There’s a timely case of life imitating art surrounding the offbeat new thriller, Boat Story. Just last month, hundreds of kilos of cocaine really did wash up on beaches along the south coast of England, while this BBC drama – already filmed by that point – began with a boat wreck full of the white stuff being discovered on a beach in Yorkshire.
Paterson Joseph and Daisy Haggard played Samuel and Janet, strangers out walking their dogs when they stumbled not only on the drugs but also a couple of corpses. Janet wanted to call the police, but Samuel, who had recently lost his family home due to his gambling addiction, wanted to keep the cocaine and try to sell it.
Janet, who had endured bad luck of her own – she had mangled her hand in an industrial accident and lost access to her ex-boyfriend’s adored teenage son – eventually agreed. After a brush with a local traffic cop when Samuel drove the wrong way up a one-way street, their stash on the back seat, they managed to safely store the drugs.
It was a classic set-up and it was no surprise when the owners of the drugs wanted them returned. The gangsters were led by a private-jet flying fixer who (for some reason unbeknownst to me) doubled as a fastidious French tailor called, unsurprisingly, The Tailor. He was played with quiet menace by Tchéky Karyo from The Missing and Baptiste (this was indeed written by the creators of those two dramas, Jack and Harry Williams).
The brothers’ earlier dramas were twisty but relatively conventional noir thrillers, but Boat Story had a far more whimsical tone.
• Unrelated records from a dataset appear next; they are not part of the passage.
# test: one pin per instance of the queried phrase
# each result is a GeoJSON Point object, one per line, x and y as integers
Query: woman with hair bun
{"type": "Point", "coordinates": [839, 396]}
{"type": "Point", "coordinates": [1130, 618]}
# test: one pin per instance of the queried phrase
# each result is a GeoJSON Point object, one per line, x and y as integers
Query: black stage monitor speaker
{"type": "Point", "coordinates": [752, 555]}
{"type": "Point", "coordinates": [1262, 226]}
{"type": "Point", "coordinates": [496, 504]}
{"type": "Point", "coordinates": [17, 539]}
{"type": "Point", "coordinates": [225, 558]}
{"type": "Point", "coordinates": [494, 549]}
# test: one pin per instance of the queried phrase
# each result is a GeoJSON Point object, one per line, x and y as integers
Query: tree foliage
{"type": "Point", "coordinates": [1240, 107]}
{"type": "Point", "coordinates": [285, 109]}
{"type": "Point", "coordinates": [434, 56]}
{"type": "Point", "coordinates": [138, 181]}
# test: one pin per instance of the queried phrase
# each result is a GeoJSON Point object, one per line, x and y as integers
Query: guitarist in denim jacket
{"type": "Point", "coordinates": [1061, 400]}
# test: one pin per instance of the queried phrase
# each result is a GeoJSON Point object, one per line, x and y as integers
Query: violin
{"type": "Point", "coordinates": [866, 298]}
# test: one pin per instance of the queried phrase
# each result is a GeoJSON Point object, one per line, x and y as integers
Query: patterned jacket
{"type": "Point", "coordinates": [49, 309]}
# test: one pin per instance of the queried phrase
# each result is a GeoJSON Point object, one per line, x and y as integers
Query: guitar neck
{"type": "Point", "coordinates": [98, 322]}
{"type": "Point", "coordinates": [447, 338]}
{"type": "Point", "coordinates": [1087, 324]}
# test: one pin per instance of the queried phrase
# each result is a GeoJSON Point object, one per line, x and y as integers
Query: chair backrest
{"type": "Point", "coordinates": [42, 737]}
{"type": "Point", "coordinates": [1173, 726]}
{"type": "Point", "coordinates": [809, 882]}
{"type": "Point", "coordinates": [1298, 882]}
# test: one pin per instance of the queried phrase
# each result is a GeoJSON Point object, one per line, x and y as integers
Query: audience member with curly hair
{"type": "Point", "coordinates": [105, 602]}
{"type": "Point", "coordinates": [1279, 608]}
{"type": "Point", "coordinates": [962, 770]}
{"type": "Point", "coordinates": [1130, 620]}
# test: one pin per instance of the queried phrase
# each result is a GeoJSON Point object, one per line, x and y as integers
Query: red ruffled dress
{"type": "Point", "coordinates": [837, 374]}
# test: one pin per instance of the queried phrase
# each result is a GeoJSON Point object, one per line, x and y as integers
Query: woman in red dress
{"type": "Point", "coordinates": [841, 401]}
There was a narrator and epigrammatic, silent-cinema-style captions saying obtuse things like “some prologues are epilogues”.
The use of a narrator (Ólafur Darri Ólafsson, the burly Icelandic actor from BBC Four’s Trapped) was not just gimmicky but unnecessary and condescending, as if we couldn’t be trusted to follow the plot.
The mix of extreme violence and ironic dialogue (The Tailor, for example, casually cut out an informer’s tongue while taking a phone call) felt as though the Williams brothers were trying to get in touch with their inner Coen brothers or early Tarantino (before he developed some emotional heft to counterbalance the gleefully sadistic violence).
Having introduced a sweet romantic subplot at the police station, for example, the writers had the Tailor’s henchmen massacre everybody at the station as they searched for the drugs – the young lovers included.
Perhaps a closer comparison here would be with the cartoonish violence of Killing Eve. The Williams brothers produced Fleabag and have obviously taken notes from star Phoebe Waller-Bridge’s stylish adaptation of series one of the assassin drama.
Either way, Boat Story‘s tone was uncertain. You might even call it experimental, and being up against the start of I’m a Celebrity… over on ITV1, perhaps the BBC felt it had nothing to lose.
Hovering around the periphery of the plot were Joanna Scanlan as the only witness to Janet and Samuel stealing the drugs, and Jonas Armstrong as policeman Arthur. His romantic partner, another copper, was one of the corpses in the beached boat. Had he been trying to steal the cocaine hoard when he met his end?
Haggard and Joseph make attractive leads, and having starred in BBC comedy-drama Back to Life and Peep Show respectively, are more than capable of dealing with any comic notes that the writers send their way. These two, rather than any stylistic flourishes, will remain the main reason to continue watching the remaining five episodes.
“Stories can take us anywhere,” the narrator said at the conclusion of the opening episode. Yes, but while it’s always good to see writers stretch their wings, if their stories fly off in too many fanciful directions, viewers might decide they want to be elsewhere.